We are going to start the modeling phase. We'll proceed step by step, building one model at a time iteratively.

Steps for Modeling Phase:

1. **Feature Extraction:** Convert the cleaned text into numerical features (e.g., TF-IDF, CountVectorizer)
2. **Model Building:** Start with a baseline model and then try more advanced models.
3. **Model Evaluation:** Use the validation set to tune hyperparameters and the test set for final evaluation.

We are going to use the following models in order:
1. **Naive Bayes** (as a baseline)
2. **Logistic Regression**
3. **Random Forest**

- We'll handle class imbalance during model training by using class weights.

Let's start with the first model: Naive Bayes.

- But first, we need to convert our text data into numerical features. We'll use TF-IDF.

- **Note:** We are going to use the Apple-focused dataset for modeling because our stakeholder is interested in Apple products. However, note that the Apple dataset is smaller.
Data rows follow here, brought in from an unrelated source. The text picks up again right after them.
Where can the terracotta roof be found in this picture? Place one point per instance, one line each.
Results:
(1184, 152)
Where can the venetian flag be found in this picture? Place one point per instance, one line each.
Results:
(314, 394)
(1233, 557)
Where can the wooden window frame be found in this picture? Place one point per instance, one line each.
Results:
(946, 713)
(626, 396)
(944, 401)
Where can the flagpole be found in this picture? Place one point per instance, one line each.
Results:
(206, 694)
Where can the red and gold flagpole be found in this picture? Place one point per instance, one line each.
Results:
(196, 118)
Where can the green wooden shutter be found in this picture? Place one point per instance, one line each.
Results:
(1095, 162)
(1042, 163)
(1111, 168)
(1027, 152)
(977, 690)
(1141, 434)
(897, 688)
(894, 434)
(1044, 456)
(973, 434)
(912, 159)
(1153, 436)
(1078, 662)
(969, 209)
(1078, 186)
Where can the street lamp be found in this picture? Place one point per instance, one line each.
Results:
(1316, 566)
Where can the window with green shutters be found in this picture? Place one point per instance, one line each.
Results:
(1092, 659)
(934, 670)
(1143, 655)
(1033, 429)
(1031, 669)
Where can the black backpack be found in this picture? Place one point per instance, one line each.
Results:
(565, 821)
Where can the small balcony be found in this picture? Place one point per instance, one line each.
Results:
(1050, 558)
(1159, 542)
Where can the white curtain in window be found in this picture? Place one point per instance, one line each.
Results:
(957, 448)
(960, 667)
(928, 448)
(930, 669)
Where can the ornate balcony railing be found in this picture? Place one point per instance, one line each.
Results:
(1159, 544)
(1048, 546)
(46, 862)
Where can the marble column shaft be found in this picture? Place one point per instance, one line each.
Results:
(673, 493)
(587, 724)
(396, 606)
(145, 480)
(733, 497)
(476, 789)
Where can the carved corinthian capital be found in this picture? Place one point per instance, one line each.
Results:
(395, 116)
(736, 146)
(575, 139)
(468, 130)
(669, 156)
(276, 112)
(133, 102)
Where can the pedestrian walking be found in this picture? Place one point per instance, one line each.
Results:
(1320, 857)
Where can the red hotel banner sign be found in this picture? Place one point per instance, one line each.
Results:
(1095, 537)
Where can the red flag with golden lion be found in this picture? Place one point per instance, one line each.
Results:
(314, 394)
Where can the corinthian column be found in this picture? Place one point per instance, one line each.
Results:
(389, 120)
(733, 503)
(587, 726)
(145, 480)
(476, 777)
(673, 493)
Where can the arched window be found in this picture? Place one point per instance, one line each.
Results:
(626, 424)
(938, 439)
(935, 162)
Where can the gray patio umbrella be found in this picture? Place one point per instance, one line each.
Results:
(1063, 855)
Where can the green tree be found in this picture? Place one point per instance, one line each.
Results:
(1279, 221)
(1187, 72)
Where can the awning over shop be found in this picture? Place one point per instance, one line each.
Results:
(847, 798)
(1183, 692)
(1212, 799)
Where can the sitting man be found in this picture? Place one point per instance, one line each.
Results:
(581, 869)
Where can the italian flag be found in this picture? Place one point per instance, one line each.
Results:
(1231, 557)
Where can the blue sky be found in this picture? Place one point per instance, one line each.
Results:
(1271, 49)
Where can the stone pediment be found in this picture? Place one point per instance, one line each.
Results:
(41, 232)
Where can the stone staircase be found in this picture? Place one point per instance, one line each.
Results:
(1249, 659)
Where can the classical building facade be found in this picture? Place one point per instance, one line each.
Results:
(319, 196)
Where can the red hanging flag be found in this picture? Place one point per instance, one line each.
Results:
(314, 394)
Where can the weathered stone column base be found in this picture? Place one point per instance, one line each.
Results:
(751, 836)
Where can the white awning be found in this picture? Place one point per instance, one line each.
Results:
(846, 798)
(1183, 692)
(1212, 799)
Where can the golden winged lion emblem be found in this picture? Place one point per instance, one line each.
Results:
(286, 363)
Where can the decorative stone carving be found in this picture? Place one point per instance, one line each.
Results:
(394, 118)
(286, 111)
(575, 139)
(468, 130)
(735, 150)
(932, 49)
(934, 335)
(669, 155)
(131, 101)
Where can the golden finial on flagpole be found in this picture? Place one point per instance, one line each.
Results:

We might also consider using the full dataset and then filtering for Apple in production, but for now, let's use the Apple dataset.

Steps for Feature Extraction:

- We'll use TF-IDF on the 'cleaned_text' column.

- We'll fit the TF-IDF vectorizer on the training set and then transform the train, validation, and test sets.



## Feature Engineering:

**Vectorization:** Convert cleaned text into numbers.
- **Model 1:** `CountVectorizer` (Bag-of-Words).
- **Model 2:** `TfidfVectorizer` (Term Frequency-Inverse Document Frequency). This often performs better.

## Baseline Model:

- **What:** A `DummyClassifier` that predicts the most frequent class.
- **Why:** It gives you a performance floor. Any real model must beat this.

## Model Iteration 1: Simple & Fast
- **Model:** `MultinomialNB` (Naive Bayes) with `TfidfVectorizer`.
- **Evaluation:** Check accuracy, precision, recall, F1-score on the **validation set**. Create a confusion matrix.

## Model Iteration 2: Powerful & Robust
- **Model:** `LogisticRegression` with `TfidfVectorizer`.
- **Action:** Perform **Hyperparameter Tuning** (e.g., `C`, `max_features` in the vectorizer) using `GridSearchCV` or `RandomizedSearchCV` on the training/validation sets.

## Model Interpretation (Key for "Exceeds"):
- **Built-in:** For Logistic Regression, display the most important features (words) for Positive and Negative classes. This is highly explainable.
- **Advanced (LIME):** Use the `lime` package to explain *why* a single specific tweet was classified as positive or negative. This is very impressive.

**Deliverable:** A "Modeling" section that clearly shows your iterative process: Baseline -> Model 1 -> Tuned Model 2. This meets and can exceed the "Advanced ML Modeling" bar.

# Final Evaluation & Conclusion

**Goal:** Justify your final model choice and explain its business implications.

*   **Final Model Selection:** Choose the best-performing model on the validation set (likely the tuned Logistic Regression).
*   **Unbiased Test:** Evaluate **only the final model** on the held-out **test set**. Report the final metrics.
*   **Business Interpretation:**
    *   "Our model achieves 85% accuracy on unseen tweets. This means the Product Manager can trust the sentiment labels 85% of the time."
    *   "The biggest limitation is class imbalance; the model is better at identifying positive sentiment than negative. In a real-world scenario, we would collect more negative examples."
    *   **Recommendation:** "Deploy this model to automatically scan tweets daily and deliver a sentiment dashboard to the product team. This will save dozens of hours of manual work."

**Deliverable:** The "Evaluation" and "Conclusion" sections of your notebook and the core of your non-technical presentation.